[英]extract data from a specific format
I have data in a column which is varchar2(4000) data type in oracle 11g table. 我在oracle 11g表中的数据类型为varchar2(4000)的列中有数据。
The data looks like this, 数据看起来像这样,
"LOCT":"MA","PRICE":"10","DISPLAY_TYP": ["M","F","B"],"ID":"101","FILTER":"LTE"

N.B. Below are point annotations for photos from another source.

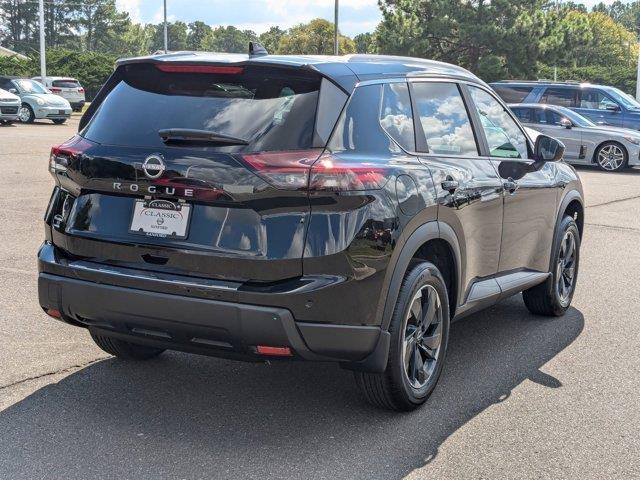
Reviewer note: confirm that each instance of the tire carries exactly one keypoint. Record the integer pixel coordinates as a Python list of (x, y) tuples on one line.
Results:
[(400, 386), (611, 157), (550, 298), (26, 114), (124, 350)]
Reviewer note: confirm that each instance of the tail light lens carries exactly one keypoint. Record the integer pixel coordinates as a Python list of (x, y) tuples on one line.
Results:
[(284, 170), (310, 170), (63, 154), (330, 173)]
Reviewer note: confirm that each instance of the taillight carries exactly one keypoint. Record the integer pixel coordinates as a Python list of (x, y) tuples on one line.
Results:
[(61, 155), (284, 170), (186, 68), (330, 173), (306, 169)]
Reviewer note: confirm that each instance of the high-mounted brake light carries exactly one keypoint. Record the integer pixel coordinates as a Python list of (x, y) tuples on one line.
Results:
[(183, 68), (62, 154)]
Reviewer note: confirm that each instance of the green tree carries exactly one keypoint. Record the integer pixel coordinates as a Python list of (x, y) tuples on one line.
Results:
[(271, 39), (199, 36), (364, 43), (231, 39), (314, 38)]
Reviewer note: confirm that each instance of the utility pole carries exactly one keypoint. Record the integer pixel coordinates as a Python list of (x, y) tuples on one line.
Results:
[(336, 50), (638, 77), (166, 36), (43, 58)]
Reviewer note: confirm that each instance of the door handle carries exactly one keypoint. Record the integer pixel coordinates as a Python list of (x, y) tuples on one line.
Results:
[(510, 185), (450, 185)]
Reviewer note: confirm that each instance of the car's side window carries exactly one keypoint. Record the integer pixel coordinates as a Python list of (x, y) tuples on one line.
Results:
[(595, 100), (444, 119), (395, 114), (561, 96), (504, 136)]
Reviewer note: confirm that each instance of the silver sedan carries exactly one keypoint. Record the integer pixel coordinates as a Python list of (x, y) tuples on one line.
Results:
[(611, 148)]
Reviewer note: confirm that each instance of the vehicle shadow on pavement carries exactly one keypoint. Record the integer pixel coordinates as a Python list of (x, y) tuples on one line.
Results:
[(182, 416)]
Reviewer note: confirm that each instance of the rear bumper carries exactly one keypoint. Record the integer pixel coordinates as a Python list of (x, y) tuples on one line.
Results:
[(135, 305)]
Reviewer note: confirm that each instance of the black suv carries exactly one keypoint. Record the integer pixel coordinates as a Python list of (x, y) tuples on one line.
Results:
[(340, 209)]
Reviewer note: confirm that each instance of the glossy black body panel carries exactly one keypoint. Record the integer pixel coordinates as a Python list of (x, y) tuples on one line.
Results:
[(326, 263)]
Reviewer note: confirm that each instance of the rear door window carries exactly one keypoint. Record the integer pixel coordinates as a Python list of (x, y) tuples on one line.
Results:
[(562, 96), (395, 114), (512, 94), (444, 119), (271, 108)]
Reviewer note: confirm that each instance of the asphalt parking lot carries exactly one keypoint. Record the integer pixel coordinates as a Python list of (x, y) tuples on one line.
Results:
[(520, 397)]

"LOCT":"NY","DISPLAY_TYP":["M","F","B"],"ID":"100","PRICE":"30","FILTER":"GTE"
Can someone please help me how can i do this in oracle sql. 有人可以帮助我如何在oracle sql中做到这一点。
expected output: 预期输出:
LOCT = NY
DISPLAY_TYP = M,F,B
ID = 100
PRICE = >=20
The data needs to be extracted based on LOCT, Price,Display_typ, ID and filter to retrieve the corresponding values. 需要根据LOCT,Price,Display_typ,ID和过滤器提取数据以检索相应的值。
Thanks 谢谢
Here's how you can separate out all the values into individual columns: 您可以按照以下方法将所有值分成几列:
with sample_data as (select 1 pkey, '"LOCT":"MA","PRICE":"10","DISPLAY_TYP": ["M","F","B"],"ID":"101","FILTER":"LTE"' str from dual union all
select 2 pkey, '"LOCT":"NY","DISPLAY_TYP":["M","F","B"],"ID":"100","PRICE":"30","FILTER":"GTE"' str from dual)
-- end of mimicking a table called sample_data containing your strings.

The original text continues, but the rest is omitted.